Associate’s Corner: Florida’s Appellate Courts Split on the Scope of FDUTPA—Will More Foreign Consumers Gain Protection from Fraudulent and Deceptive Trade Practices?
By Kluger, Kaplan, Silverman, Katzen & Levine, P.L. May 13, 2013
By: Jorge Delgado
The Florida Deceptive and Unfair Trade Practices Act, popularly known as FDUTPA, was designed to protect consumers from fraudulent and deceptive trade practices. In a typical scenario, a Florida consumer would sue a company that transacts business in Florida over activities that occurred entirely in Florida.
However, a split has emerged within the Florida’s District Courts of Appeal as to whether FDUTPA only protects Florida consumers, as opposed to foreign consumers. Concomitant with this issue are other questions, such whether FDUTPA applies to Florida companies that commit deceptive trade practices in other states, or to foreign parties that enter into a contract or other one-time transaction in Florida.
As foreign investors begin to transact large volumes of business in Florida, the scope of FDUTPA will come into play. And with the DCA’s split on the scope of the statute, where business is transacted, the identity of the parties and where the lawsuit is filed may play a greater role in the plaintiff’s ability to seek relief.
Currently, the Third DCA allows foreign plaintiffs to file a FDUTPA claim against a Florida defendant for unfair or deceptive trade practices. In the case of Millennium Communications & Fulfillment, Inc. v. Office of the Attorney General, 761 So. 2d 1256 (Fla. 3d DCA 2000), Florida’s Attorney General sought statutory relief under FDUTPA against a Florida company that used unfair and deceptive trade practices to promote a credit card program to consumers. Millennium argued that because it did not market its products to Florida residents and because no Florida residents were affected by its activities, FDUTPA did not apply. The Third DCA disagreed:
As we read FDUTPA, it seeks to prohibit unfair, deceptive and/or unconscionable practices which have transpired within the territorial boundaries of this state without limitation. Therefore, where the allegations in this case reflect that the offending conduct occurred entirely within this state, we can discern no legislative intent for the Department to be precluded from taking corrective measures under FDUTPA even where those persons affected by the conduct reside out of state.
Id. at 1262.
In its reasoning, the Third DCA refused to follow the Fourth DCA’s decision in Coastal Physician Services of Broward County, Inc. v. Ortiz, 764 So. 2d 7, 8 (Fla. 4th DCA 1999), which, in a case involving debt collection practices, held that FDUPTA is “for the protection of in-state consumers from either in-state or out-of-state debt collectors.”

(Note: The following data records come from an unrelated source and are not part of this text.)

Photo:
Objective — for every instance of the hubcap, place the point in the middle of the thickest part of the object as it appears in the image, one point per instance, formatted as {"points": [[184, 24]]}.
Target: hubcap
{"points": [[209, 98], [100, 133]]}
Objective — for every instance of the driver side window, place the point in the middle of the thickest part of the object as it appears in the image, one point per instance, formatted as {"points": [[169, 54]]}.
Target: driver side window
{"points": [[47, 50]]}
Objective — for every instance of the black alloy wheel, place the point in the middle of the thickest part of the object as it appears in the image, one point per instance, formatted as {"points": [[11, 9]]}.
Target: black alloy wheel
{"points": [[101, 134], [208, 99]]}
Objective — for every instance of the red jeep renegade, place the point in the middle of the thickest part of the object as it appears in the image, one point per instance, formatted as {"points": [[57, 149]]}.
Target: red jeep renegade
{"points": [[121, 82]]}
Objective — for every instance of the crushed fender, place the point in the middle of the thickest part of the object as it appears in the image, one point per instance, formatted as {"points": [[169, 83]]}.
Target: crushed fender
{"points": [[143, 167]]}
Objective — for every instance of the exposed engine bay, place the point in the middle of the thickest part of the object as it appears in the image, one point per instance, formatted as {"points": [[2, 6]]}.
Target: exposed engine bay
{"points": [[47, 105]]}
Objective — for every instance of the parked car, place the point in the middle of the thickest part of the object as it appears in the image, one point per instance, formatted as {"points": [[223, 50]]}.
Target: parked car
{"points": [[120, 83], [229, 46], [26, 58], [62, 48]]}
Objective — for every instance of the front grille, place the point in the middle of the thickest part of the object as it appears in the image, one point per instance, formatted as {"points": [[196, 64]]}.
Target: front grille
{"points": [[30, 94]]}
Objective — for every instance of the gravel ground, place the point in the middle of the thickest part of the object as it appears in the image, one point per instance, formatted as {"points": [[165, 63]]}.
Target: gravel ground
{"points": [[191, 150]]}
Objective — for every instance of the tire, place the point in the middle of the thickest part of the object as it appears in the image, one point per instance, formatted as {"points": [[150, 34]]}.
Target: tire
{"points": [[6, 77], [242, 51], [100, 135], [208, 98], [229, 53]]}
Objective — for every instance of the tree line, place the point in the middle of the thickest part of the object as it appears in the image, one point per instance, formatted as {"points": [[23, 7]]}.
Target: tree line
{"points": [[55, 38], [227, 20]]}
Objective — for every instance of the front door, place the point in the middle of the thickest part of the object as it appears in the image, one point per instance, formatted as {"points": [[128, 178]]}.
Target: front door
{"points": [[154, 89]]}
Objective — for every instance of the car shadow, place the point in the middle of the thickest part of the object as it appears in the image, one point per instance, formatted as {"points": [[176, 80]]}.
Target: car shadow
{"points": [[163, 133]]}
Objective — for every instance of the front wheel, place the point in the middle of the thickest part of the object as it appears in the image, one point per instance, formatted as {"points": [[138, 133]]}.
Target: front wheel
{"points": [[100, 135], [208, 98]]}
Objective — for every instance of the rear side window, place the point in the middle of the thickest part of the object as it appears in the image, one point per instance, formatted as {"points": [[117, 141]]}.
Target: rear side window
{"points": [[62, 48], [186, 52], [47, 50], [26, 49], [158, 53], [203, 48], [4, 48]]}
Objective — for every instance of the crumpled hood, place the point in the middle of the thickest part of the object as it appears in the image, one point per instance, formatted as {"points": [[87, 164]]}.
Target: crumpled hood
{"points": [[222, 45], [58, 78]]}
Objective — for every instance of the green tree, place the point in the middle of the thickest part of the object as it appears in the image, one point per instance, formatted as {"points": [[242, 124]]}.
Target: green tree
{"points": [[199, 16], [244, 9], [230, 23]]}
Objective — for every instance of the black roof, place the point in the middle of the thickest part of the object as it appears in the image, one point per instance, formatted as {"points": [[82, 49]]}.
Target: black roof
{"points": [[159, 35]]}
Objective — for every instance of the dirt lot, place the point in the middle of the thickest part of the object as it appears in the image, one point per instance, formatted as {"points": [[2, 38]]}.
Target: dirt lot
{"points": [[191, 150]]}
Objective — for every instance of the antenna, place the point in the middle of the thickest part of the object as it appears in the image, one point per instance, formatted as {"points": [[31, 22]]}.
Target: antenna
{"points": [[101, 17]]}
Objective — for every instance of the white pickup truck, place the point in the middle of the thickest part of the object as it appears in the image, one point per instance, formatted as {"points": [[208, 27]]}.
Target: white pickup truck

The Third DCA also noted that the Fourth DCA in Renaissance Cruises, Inc. v. Glassman, 738 So.2d 436 (Fla. 4th DCA 1999), wherein the same court found that FDUTPA applied to in-state and out-of-state residents in a class action, appeared to have receded, sub silentio, from Ortiz. Nonetheless, one year after Glassman, the Second DCA in Océ Printing Systems USA, Inc. v. Mailers Data Services, Inc., 760 So. 2d 1037, 1042 (Fla. 2d DCA 2000) agreed with the holding in Ortiz, and held that “only in-state consumers can pursue a valid claim under the Unfair Trade Act.”
Florida’s federal courts have taken Millennium a step further, allowing FDUTPA claims to proceed where neither party is a Florida resident, and not all transactions occurred in Florida. In the case of Barnext Offshore, Ltd. v. Ferretti Group USA, Inc., No. 10-23869-CIV, 2012 WL 1570057, at *6 (S.D. Fla. May 12, 2012), the Southern District of Florida allowed a FDUPTA claim to proceed by the purchaser of a yacht, a foreign corporation, against defendants that included a domestic corporation and foreign entities, because the yacht was sold in Florida, even though certain documents relevant to the sale of the yacht were signed in the Bahamas and that the yacht was physically transferred in the Bahamas.
Accordingly, Barnext suggests an even broader reading of FDUTPA that has yet to be applied in state courts. Notably, the Middle District of Florida in 2P Commercial Agency S.R.O. v. Familant, No. 2:11-CV-652-FTM-29, 2012 WL 6615889 (M.D. Fla. Dec. 19, 2012), has agreed with the holdings in Barnext and Millennium, concerning the purchase of mobile phones by a foreign corporation for the global market, although in that case the conduct appears to have occurred entirely in Florida.
With foreign investors transacting significant business in Florida today, it is likely that more FDUTPA claims will be brought in the future by foreign plaintiffs based upon business transactions that occur in the state. It remains to be seen how far the courts will extend FDUTPA, but, absent intervention by the Florida Supreme Court, the case law suggests a broader reader of the statute in future litigation.